Building New Pronunciations

Few english words have entirely unique pronunciations. Thus, adding them simply requires the alteration of a phoneme or two. For example, the word WHELP (meaning a dog or wolf pup) is pronounced almost identically to the word HELP. Since, in the cmudict file, HELP is pronounced HH EH1 L P we simply replace the HH phoneme with W, yielding the entry:
WHELP  W EH1 L P
to be added to the cmudict.patch file. Similarly, many plural forms of words already present merely have an "S" on the end - requiring only the addition of the Z phoneme at the end of the pronunciation. Also quite common in english is the use of compound words, such as OCEANFRONT. For these, combining the pronunciations of both words is typically all that is required, except that one of the individual words must have a primary stress and the other will have either a secondary stress or no stress.

Ultimately, the process of building pronuncations is tedious.
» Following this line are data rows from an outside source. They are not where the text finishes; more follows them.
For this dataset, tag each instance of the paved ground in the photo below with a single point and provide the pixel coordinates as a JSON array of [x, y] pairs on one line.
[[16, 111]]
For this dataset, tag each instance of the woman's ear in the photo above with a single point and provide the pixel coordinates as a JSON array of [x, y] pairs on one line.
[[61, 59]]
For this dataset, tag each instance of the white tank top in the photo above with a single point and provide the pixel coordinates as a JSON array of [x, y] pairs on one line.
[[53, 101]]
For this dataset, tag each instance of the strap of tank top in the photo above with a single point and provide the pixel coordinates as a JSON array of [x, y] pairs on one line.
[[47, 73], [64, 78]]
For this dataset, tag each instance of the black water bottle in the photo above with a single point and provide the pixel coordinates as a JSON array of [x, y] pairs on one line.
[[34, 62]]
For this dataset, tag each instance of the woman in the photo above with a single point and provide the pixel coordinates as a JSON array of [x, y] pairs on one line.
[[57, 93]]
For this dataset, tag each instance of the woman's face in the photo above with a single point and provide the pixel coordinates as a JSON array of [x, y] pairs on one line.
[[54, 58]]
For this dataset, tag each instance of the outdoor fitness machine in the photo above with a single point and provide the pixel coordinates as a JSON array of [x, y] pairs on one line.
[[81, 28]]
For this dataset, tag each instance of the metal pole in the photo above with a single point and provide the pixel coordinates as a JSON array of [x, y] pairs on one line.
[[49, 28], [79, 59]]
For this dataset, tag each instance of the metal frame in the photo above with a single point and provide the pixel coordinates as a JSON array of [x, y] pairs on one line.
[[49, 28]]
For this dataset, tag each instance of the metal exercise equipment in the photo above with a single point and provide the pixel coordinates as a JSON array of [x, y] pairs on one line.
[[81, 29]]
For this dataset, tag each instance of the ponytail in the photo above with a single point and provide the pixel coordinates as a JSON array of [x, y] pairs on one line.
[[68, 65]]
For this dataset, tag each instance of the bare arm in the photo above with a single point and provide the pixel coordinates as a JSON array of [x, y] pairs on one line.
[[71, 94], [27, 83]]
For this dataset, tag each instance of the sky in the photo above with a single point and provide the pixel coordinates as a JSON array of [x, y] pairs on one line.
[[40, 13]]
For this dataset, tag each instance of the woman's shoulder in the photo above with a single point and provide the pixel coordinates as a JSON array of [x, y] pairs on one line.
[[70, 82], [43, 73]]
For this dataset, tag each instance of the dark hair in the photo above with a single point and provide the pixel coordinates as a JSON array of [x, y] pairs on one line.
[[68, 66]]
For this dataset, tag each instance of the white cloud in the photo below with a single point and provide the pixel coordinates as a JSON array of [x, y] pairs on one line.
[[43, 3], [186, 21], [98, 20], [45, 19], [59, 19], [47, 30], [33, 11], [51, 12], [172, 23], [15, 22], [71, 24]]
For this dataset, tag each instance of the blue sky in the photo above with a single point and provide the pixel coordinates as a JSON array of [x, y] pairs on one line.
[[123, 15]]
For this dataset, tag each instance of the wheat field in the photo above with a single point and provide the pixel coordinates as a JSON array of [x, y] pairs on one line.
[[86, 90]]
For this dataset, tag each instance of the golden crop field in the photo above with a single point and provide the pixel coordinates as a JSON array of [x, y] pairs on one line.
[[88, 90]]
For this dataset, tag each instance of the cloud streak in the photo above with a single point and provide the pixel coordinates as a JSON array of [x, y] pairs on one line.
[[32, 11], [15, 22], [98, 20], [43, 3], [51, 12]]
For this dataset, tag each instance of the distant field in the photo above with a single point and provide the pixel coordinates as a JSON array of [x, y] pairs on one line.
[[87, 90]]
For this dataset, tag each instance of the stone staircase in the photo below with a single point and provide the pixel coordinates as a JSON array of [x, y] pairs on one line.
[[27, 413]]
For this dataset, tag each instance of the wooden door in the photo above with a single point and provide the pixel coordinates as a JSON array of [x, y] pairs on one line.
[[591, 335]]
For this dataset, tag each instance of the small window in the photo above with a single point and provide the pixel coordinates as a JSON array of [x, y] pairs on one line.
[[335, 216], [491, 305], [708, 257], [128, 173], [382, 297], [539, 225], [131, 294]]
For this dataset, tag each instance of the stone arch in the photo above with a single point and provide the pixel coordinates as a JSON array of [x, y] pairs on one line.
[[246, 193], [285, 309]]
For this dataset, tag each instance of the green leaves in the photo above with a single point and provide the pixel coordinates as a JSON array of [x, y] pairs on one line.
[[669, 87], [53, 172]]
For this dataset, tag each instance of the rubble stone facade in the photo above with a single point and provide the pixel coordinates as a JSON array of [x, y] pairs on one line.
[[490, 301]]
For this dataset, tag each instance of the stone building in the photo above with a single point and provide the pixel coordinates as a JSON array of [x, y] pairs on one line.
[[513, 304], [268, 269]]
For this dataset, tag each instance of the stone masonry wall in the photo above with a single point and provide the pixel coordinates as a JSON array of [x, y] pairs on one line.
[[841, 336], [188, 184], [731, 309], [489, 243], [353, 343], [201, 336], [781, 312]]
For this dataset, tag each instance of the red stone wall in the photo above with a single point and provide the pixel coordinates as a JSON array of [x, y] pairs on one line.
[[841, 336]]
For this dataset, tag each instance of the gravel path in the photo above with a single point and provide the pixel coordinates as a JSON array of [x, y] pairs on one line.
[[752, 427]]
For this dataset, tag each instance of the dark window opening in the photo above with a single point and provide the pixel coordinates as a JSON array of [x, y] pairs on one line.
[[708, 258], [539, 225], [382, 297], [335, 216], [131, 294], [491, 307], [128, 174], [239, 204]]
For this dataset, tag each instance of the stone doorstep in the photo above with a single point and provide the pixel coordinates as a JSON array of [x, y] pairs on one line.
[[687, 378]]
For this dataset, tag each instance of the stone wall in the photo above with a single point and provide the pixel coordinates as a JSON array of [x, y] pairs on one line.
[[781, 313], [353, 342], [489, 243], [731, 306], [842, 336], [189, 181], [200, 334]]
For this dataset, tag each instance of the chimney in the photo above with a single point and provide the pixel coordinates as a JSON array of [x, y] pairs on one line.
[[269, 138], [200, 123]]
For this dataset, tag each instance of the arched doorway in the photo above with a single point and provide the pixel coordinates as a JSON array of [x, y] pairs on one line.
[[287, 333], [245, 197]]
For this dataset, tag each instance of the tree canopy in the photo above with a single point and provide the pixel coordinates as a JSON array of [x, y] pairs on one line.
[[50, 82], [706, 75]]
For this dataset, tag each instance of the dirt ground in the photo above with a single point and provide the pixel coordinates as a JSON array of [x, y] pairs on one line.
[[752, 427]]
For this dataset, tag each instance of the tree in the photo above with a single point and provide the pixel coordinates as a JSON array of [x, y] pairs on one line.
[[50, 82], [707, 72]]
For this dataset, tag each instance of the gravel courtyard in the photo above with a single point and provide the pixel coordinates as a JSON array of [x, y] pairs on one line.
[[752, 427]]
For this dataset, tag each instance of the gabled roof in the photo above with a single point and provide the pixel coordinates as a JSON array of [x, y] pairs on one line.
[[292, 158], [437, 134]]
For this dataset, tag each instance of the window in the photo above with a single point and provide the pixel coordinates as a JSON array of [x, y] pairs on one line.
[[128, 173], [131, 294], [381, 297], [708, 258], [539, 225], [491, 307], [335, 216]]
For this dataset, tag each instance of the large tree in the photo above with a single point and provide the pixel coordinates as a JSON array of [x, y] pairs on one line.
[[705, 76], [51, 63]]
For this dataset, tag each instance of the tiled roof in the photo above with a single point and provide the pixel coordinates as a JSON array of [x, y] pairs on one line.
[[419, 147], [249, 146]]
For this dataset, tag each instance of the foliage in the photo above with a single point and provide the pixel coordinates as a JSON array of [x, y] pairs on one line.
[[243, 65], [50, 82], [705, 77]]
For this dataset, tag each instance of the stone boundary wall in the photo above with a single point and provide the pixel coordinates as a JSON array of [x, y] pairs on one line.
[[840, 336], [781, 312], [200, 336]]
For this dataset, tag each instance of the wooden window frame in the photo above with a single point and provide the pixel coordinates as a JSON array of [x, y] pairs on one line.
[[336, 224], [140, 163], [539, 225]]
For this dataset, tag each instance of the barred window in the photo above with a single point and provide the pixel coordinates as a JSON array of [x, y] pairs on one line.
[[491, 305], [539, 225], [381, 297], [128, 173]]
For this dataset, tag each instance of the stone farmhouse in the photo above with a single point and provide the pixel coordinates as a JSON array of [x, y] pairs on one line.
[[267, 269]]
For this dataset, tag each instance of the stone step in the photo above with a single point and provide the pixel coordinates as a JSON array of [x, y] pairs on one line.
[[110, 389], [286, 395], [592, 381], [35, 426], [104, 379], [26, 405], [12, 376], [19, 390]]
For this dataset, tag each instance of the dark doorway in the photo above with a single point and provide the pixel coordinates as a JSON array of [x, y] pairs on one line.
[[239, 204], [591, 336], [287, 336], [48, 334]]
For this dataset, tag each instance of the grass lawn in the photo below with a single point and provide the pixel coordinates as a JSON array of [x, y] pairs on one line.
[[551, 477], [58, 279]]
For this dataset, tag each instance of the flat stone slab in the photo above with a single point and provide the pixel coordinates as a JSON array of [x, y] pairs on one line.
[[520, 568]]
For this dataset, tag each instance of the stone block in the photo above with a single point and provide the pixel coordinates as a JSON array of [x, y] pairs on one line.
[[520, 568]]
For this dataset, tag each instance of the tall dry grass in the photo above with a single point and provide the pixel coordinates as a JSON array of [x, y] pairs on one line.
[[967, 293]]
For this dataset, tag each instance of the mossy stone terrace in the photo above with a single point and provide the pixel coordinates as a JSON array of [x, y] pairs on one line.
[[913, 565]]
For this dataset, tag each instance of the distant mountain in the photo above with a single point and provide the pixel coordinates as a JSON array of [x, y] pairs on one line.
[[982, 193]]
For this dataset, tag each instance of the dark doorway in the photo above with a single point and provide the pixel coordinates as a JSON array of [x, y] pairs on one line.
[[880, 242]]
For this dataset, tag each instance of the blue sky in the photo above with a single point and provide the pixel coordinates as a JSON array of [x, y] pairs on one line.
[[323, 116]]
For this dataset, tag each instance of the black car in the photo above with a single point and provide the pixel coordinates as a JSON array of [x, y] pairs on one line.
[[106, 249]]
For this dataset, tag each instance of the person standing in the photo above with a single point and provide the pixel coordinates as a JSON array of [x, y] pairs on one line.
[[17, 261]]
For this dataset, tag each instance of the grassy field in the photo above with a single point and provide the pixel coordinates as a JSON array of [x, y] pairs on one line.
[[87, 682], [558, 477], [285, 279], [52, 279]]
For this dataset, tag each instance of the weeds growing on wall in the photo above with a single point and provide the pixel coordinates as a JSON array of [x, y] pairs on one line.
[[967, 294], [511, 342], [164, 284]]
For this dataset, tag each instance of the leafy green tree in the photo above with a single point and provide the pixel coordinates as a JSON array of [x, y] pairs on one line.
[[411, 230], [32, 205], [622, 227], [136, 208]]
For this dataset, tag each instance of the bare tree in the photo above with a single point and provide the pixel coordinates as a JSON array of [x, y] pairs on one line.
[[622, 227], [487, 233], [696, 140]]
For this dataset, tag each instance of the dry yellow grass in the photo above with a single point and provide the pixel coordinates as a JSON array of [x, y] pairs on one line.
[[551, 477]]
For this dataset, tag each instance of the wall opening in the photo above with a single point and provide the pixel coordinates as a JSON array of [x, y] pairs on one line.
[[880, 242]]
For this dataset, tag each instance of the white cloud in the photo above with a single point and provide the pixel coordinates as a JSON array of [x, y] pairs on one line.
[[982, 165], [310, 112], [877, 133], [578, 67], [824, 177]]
But, each added word will automatically rhyme correctly and have the correct syllable count.

Automating the Pronunciation Process

What you'll quickly discover is that scrolling through the entire cmudict and cmudict.patch files, even with a good text editor, takes a lot of time. To make this easier, the Rhyming Dictionary source code includes a tool that automatically looks up the requested words and returns their pronunciations. This tool, not surprisingly, is called "pronounce". To build it, type:
make pronounce
in the same directory with the Rhyming Dictionary source code. This yields the pronounce executable binary and the pronounce.db and fullmultiple.db database files. These database files are necessary because none of the typical Rhyming Dictionary source files contain the full pronunciation of a word (thus requiring the pronounce.db file) and the typical multiple.db file is stripped of multiple pronunciations yielding identical rhymes (hence the fullmultiple.db file).

To use pronounce, type:

pronounce pronounce.db fullmultiple.db
This should result in a command prompt similar to the Rhyming Dictionary's interactive mode. From there, typing in a word will display all of its pronunciations. For example:
PRONOUNCE> dictionary
D IH1 K SH AH0 N EH2 R IY0
PRONOUNCE> 
This data can then, hopefully, be used to generate pronuncations for new words to be added to the cmudict.patch file.

Then, before a cmudict.patch file is used, you should use:

make verify
This will check the dictionary files for invalid phonemes, invalid ordering or any other error that might cause the Rhyming Dictionary to choke.

Finally...

Once you've built some pronunciations to new words, you'll probably want to get them added to the full Rhyming Dictionary source. That way you won't have to maintain your own individual cmudict.patch file and everyone can benefit from your hard work. To do this, simply email your pronunciations to me either in the body of your message or as an attached text file. The use of any pronunciation submission for research or commercial purposes must be completely unrestricted. The original cmudict file is distributed under those terms, as is the cmudict.patch file I have created. So, by having all submissions match those terms, they can all be safely combined into a larger file that is also free to use for research or commercial purposes. If you don't like those submission terms, don't submit anything - but I would strongly encourage it.